School of Life Sciences, Tokyo University of Pharmacy and Life Sciences, Horinouchi, Hachioji, Tokyo 192-0392, Japan.
Biochem Biophys Res Commun. 2013 Feb 1;431(1):65-9. doi: 10.1016/j.bbrc.2012.12.091. Epub 2013 Jan 3.
We have developed a new methodology that determines protein structures using small-angle X-ray scattering (SAXS) data. The current bottlenecks in determining the protein structures require a new strategy using the simple design of an experiment, and SAXS is suitable for this purpose in spite of its low information content. First we demonstrated that SAXS constraints work additively to NMR-derived information in calculating structures. Next, structure calculations for nine proteins taking different folds were performed using the SAXS constraints combined with the NMR-derived distance restraints for local geometry such as secondary structures or those for tertiary structure.
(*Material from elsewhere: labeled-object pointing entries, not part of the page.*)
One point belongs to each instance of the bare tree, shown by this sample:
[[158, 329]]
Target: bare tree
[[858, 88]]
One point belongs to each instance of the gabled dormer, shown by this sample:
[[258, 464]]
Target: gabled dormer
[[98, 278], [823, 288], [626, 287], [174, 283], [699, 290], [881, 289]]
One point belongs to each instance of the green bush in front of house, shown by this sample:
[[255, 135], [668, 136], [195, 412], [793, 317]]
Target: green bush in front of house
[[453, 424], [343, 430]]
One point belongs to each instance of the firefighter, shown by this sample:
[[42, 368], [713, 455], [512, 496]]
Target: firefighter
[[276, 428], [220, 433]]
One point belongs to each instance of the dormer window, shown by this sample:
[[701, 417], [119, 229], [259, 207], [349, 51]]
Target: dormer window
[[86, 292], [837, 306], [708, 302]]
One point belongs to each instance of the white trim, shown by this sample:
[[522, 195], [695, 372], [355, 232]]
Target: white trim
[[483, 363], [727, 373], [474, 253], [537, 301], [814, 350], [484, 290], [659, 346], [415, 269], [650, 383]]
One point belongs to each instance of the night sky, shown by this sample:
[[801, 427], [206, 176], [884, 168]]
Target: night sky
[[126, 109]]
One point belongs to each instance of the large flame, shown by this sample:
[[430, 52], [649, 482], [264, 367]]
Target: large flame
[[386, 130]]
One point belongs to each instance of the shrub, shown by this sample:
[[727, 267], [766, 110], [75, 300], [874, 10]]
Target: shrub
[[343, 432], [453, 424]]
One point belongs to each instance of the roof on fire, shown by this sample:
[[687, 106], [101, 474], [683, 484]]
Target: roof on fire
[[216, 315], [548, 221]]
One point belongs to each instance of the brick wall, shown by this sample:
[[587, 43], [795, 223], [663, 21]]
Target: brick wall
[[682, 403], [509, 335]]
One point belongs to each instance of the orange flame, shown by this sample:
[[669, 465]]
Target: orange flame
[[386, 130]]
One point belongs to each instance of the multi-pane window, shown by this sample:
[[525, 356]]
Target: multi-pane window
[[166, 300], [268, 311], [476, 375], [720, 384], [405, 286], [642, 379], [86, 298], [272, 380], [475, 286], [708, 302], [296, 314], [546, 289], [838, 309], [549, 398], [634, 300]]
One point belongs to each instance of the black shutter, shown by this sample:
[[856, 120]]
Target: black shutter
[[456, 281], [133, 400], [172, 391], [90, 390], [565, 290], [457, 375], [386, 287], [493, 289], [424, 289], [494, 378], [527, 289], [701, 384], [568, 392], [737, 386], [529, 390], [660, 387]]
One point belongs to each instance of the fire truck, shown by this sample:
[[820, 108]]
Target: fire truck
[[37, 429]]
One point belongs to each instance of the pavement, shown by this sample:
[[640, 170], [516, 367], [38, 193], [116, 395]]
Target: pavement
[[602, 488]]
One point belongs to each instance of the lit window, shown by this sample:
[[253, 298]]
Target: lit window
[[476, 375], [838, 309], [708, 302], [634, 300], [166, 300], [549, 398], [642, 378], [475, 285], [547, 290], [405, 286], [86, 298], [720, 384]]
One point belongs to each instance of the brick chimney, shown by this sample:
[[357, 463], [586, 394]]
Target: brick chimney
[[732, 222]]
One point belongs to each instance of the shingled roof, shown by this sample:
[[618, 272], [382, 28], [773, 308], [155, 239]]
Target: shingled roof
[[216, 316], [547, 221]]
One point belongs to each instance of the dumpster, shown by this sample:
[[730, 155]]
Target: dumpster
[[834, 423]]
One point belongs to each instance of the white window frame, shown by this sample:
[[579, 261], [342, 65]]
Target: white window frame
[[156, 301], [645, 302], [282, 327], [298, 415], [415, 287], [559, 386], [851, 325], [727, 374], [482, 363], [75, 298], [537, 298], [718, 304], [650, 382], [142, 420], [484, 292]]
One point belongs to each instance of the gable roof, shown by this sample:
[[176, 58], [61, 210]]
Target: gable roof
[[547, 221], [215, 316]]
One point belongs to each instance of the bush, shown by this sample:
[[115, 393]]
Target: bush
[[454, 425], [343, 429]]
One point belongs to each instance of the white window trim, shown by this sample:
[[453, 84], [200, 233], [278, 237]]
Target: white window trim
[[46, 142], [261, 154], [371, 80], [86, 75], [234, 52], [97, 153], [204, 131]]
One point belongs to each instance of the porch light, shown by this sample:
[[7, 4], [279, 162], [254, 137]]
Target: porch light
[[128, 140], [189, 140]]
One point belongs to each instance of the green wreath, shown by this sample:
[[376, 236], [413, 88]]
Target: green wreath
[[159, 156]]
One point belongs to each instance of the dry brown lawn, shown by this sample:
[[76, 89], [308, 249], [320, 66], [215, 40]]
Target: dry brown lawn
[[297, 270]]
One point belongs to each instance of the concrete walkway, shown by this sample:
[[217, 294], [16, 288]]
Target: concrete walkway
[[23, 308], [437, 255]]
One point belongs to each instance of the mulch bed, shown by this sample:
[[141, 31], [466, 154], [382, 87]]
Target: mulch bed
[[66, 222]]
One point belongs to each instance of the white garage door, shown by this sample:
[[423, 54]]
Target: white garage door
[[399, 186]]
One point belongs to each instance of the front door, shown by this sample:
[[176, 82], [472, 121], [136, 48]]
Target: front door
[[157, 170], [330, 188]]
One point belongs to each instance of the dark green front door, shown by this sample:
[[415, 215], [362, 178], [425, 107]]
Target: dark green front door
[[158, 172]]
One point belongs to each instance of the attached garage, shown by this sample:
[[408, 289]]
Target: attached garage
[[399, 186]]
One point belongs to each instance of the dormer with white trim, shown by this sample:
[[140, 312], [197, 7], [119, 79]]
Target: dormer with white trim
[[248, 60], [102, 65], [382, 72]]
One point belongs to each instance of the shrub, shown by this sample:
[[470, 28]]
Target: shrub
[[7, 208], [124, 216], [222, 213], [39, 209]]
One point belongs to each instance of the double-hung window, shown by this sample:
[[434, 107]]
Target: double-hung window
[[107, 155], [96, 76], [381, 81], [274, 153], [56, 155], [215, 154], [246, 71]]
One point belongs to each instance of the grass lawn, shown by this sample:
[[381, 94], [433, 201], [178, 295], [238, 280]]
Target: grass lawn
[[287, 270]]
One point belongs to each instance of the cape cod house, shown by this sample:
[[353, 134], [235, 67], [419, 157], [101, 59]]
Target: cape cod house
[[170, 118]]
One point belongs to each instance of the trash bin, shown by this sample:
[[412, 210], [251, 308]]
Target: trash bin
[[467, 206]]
The results show that the SAXS constraints complemented the tertiary-structural information for all the proteins, and that accuracy of the structures thus obtained with SAXS constraints and local geometrical restraints ranged from 1.85 to 4.33Å. Based on these results, we were able to construct a coarse-grained protein model at amino acid residue resolution.
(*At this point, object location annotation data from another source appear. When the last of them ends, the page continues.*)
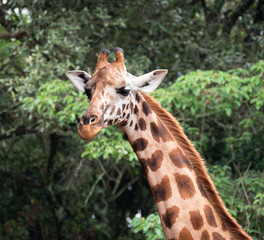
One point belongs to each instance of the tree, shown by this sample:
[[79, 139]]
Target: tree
[[55, 186]]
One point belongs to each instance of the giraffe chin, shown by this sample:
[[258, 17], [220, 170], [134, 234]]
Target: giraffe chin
[[88, 132]]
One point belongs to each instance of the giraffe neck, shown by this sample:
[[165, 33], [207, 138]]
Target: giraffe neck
[[183, 204]]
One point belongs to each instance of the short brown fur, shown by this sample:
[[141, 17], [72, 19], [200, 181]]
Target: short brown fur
[[198, 166]]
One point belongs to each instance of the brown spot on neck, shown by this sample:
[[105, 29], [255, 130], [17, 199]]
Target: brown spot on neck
[[146, 109], [112, 110], [137, 98], [142, 124], [144, 166], [185, 234], [162, 191], [217, 236], [178, 159], [196, 219], [185, 185], [205, 235], [169, 218], [140, 144], [135, 109], [209, 216]]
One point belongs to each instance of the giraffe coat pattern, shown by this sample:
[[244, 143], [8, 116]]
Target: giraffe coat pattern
[[188, 203]]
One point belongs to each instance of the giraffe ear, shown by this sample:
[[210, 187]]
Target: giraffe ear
[[78, 78], [150, 81]]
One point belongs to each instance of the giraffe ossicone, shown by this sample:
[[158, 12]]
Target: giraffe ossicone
[[188, 203]]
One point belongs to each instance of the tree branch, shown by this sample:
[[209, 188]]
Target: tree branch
[[230, 21], [21, 35], [259, 15], [19, 131]]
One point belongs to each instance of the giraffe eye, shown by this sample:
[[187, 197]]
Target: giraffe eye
[[124, 91], [88, 93]]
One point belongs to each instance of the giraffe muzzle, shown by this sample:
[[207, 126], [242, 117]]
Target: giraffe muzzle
[[89, 127]]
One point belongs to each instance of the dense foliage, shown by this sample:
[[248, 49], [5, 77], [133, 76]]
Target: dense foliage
[[55, 186]]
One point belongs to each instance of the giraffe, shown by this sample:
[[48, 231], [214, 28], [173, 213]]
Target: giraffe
[[188, 203]]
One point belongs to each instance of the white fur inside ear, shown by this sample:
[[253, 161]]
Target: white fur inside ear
[[150, 81], [78, 78]]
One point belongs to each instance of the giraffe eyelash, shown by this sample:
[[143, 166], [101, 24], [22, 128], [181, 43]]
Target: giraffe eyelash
[[124, 90], [88, 93]]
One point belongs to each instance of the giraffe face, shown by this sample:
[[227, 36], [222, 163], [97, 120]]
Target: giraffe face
[[111, 91]]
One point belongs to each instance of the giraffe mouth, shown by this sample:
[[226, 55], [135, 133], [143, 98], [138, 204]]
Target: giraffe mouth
[[88, 132]]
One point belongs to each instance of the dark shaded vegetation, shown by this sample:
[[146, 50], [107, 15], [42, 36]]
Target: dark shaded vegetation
[[55, 186]]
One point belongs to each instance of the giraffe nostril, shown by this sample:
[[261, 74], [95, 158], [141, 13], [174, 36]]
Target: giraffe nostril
[[85, 120], [93, 119]]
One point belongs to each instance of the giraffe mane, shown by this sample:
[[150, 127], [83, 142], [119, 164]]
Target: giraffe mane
[[198, 166]]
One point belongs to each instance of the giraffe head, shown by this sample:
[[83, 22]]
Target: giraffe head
[[111, 91]]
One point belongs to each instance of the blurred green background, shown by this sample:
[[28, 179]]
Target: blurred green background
[[53, 185]]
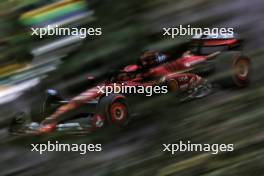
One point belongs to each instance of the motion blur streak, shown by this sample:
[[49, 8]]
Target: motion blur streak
[[29, 65]]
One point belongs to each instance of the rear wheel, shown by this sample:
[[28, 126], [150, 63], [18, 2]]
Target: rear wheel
[[233, 69]]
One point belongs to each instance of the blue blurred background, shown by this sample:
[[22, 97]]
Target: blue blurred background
[[29, 65]]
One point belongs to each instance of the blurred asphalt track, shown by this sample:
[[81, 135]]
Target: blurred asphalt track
[[227, 116]]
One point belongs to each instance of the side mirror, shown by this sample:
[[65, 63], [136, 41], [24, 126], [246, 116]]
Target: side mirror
[[52, 92]]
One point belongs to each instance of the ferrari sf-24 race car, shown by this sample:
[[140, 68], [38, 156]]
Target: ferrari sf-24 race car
[[207, 61]]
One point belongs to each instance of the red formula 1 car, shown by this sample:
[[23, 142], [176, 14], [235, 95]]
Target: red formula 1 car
[[218, 59]]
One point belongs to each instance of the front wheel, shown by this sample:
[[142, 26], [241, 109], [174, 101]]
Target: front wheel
[[115, 109]]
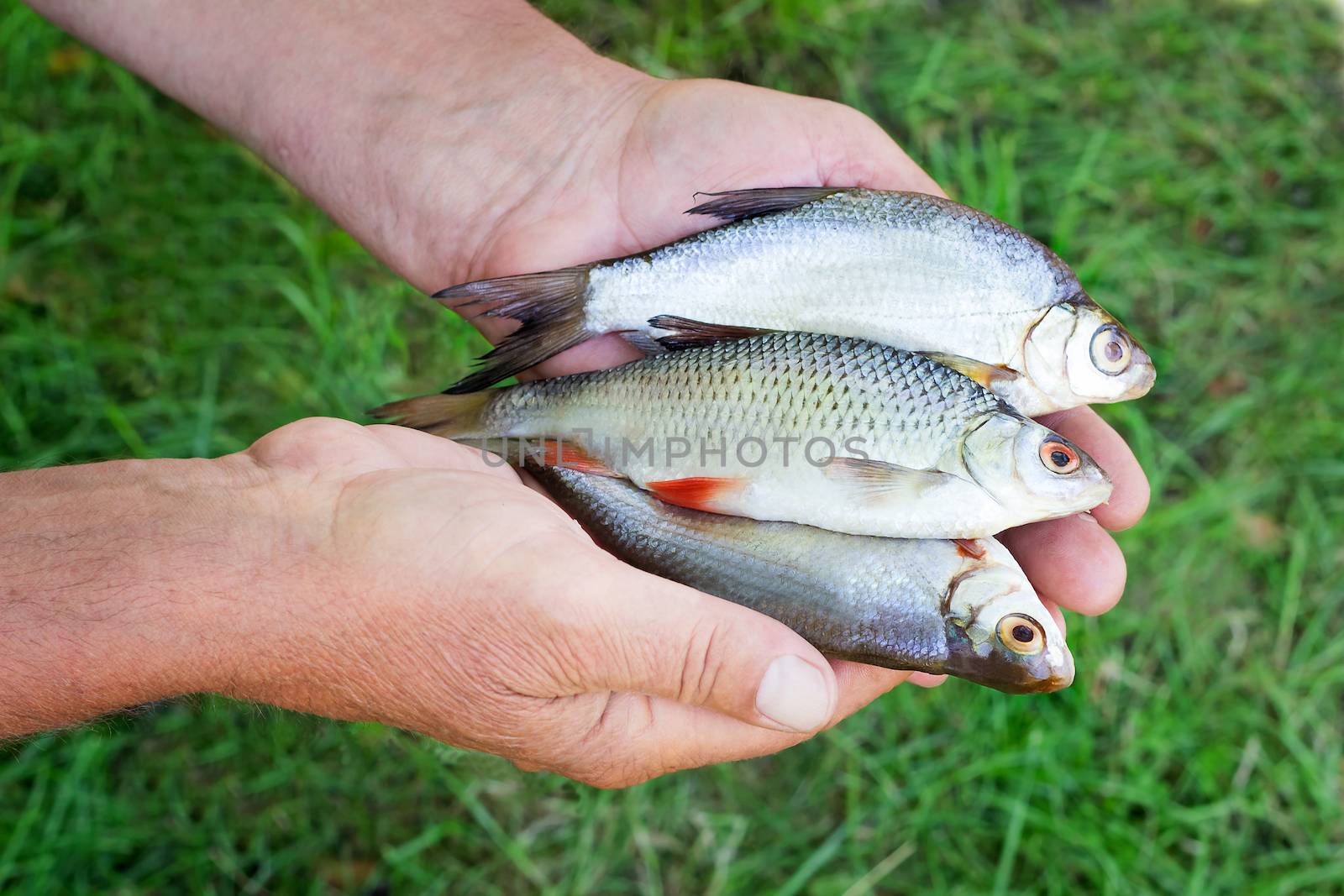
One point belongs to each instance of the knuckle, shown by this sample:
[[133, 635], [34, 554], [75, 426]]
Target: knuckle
[[706, 656]]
我们开发了一种新的方法,利用小角 X 射线散射(SAXS)数据来确定蛋白质结构。目前确定蛋白质结构的瓶颈需要使用实验的简单设计来制定新策略,而 SAXS 非常适合这种用途,尽管它的信息量较低。首先,我们证明了 SAXS 约束可以与 NMR 衍生信息相加,用于计算结构。接下来,使用 SAXS 约束和 NMR 衍生的距离约束(用于局部几何形状,如二级结构或三级结构)对九个具有不同折叠的蛋白质进行了结构计算。结果表明,SAXS 约束补充了所有蛋白质的三级结构信息,并且使用 SAXS 约束和局部几何约束获得的结构的准确性在 1.85 到 4.33Å 之间。基于这些结果,我们能够构建一个在氨基酸残基分辨率的粗粒度蛋白质模型。